**2023년 3월 QSMS Monthly Seminar**

**Date:**3월 24일 금 오후 2시 ~ 5시**Place:**27동 220호**Contents:**

**Speaker : **유화종 (오후 2시)

**Title : **Rational points on abelian varieties

**Abstract** :

In this talk, we first introduce some well-known results about the rational points on algebraic curves over the rationals, especially on elliptic curves. Then we specialize our interest to those of finite order, called the rational torsion points, and discuss Mazur's theorem.

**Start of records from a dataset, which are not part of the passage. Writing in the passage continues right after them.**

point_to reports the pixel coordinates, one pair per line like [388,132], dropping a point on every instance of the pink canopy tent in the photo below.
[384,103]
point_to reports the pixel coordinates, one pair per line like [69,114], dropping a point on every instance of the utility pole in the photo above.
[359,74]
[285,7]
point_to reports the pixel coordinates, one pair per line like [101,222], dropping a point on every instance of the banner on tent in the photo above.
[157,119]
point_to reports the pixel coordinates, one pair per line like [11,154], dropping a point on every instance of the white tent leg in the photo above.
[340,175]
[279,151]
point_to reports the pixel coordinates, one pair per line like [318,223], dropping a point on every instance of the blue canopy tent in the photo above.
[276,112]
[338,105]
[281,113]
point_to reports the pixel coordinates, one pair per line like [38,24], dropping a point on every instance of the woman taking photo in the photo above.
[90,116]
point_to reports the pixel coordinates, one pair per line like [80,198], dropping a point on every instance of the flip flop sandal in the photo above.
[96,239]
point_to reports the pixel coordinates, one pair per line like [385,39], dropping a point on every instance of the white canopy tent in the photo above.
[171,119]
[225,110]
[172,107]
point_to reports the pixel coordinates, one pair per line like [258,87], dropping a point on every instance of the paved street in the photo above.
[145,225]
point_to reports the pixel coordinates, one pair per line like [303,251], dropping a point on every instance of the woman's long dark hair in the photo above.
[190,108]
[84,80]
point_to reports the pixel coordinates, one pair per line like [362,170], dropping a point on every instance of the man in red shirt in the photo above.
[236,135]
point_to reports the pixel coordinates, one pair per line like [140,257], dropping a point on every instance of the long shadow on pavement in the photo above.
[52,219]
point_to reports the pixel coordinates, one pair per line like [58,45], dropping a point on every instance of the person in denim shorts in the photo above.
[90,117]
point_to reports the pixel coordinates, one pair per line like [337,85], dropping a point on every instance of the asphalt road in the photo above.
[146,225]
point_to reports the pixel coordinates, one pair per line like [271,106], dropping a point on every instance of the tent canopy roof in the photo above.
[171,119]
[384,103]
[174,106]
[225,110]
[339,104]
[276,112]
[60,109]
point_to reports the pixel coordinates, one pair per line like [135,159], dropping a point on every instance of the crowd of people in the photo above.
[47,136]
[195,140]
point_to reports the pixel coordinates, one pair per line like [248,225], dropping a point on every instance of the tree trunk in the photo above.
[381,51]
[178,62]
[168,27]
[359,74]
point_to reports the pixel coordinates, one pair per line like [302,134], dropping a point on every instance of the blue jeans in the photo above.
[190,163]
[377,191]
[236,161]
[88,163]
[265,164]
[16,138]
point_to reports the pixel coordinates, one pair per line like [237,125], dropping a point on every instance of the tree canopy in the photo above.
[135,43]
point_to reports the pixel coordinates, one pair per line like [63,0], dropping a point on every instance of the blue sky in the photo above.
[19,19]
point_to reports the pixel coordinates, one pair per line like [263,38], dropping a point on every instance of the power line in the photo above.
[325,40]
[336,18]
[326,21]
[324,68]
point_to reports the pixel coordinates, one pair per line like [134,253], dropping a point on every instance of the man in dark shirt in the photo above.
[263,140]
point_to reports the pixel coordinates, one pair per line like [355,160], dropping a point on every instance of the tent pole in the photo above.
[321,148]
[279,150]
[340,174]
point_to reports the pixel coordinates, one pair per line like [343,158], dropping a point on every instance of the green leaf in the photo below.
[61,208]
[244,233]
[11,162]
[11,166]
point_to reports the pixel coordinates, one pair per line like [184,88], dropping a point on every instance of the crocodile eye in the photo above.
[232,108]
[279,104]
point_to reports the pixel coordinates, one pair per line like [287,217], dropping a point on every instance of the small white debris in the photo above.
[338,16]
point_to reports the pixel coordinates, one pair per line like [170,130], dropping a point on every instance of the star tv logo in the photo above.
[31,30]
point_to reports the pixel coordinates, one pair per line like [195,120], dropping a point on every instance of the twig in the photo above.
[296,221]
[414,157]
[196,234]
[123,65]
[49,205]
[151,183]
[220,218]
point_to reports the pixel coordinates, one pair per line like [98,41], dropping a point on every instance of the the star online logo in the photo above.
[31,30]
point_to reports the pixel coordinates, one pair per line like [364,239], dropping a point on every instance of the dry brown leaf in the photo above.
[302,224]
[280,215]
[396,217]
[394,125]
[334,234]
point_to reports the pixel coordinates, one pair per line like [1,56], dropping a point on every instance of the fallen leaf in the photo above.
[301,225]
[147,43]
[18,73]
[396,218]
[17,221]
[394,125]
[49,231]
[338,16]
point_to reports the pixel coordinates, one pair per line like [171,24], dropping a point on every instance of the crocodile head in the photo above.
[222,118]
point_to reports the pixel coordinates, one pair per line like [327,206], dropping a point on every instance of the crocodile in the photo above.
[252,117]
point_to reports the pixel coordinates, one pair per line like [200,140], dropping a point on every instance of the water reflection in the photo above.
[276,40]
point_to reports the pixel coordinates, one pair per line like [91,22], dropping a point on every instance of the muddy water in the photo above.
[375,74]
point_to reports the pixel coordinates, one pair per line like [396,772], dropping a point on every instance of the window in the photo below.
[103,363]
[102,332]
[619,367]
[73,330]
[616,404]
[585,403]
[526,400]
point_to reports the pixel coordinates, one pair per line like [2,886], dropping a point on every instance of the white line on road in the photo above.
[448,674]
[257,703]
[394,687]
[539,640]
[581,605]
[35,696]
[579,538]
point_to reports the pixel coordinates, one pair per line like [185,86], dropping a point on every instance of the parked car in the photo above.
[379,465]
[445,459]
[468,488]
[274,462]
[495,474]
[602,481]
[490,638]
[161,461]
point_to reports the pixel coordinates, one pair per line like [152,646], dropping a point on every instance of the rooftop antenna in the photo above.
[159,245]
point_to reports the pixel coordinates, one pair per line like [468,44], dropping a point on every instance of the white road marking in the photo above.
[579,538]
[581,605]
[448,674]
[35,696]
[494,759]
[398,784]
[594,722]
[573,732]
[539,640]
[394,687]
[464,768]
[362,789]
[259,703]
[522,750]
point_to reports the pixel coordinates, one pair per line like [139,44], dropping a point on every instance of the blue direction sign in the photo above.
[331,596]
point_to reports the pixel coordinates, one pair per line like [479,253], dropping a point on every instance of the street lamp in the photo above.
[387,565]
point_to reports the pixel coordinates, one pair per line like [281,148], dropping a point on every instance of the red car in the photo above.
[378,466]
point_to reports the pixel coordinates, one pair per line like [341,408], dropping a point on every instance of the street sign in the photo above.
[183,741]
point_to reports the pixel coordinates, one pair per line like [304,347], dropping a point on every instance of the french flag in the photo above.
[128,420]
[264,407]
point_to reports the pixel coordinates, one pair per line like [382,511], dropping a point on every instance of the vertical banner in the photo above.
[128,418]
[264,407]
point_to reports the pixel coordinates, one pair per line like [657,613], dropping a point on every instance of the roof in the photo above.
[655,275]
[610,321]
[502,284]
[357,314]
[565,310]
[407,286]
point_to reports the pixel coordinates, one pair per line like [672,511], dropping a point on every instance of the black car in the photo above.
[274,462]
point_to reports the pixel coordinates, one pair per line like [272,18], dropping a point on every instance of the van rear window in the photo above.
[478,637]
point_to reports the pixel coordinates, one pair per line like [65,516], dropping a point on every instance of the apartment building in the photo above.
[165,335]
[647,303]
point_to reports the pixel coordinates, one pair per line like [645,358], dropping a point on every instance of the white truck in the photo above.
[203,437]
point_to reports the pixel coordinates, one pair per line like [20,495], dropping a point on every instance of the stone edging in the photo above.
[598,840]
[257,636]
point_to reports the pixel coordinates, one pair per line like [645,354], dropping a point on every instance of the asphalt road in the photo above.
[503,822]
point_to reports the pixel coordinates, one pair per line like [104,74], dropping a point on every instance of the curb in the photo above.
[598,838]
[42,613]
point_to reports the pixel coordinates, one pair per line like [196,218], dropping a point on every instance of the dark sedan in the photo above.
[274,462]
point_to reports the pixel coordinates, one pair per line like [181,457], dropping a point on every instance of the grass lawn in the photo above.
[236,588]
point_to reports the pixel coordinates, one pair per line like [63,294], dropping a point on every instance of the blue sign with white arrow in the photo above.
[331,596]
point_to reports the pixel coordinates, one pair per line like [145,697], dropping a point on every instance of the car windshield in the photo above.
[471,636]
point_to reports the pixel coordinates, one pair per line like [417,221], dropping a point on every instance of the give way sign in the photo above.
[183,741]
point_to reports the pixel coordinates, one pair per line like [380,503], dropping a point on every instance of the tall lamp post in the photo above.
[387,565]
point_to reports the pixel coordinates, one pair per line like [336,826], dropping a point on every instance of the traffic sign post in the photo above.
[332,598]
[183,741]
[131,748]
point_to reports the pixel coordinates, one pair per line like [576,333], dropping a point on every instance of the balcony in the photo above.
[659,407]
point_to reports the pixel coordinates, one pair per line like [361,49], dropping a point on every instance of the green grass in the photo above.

If time permits, we introduce a natural generalization of Mazur's result.

**Speaker : **배한울 (오후 4시)

**Title : **Duality in Rabinowitz Fukaya category

**Abstact** :

Rabinowitz Floer cohomology is a Floer theoretic invariant associated to the contact boundary of a Liouville domain X, which measures the failure for the continuation map from the symplectic homology of X to the symplectic cohomology of X to be an isomorphism. This is a Floer theoretic analogue of the fact that the cohomology of the boundary Y of a manifold X measures the failure for the natural map from the relative cohomology of the pair (X,Y) to the cohomology of X to be an isomorphism. In this talk, I will first briefly introduce Rabinowitz Floer homology associated with a pair of Lagrangians and then introduce its categorification, called Rabinowitz Fukaya category. Finally, I will explain that, under certain conditions, Rabinowitz Fukaya category admits a certain duality, which is a Floer theoretic analogue of Poincare duality. This is based on joint work with Wonbo Jeong and Jongmyeong Kim.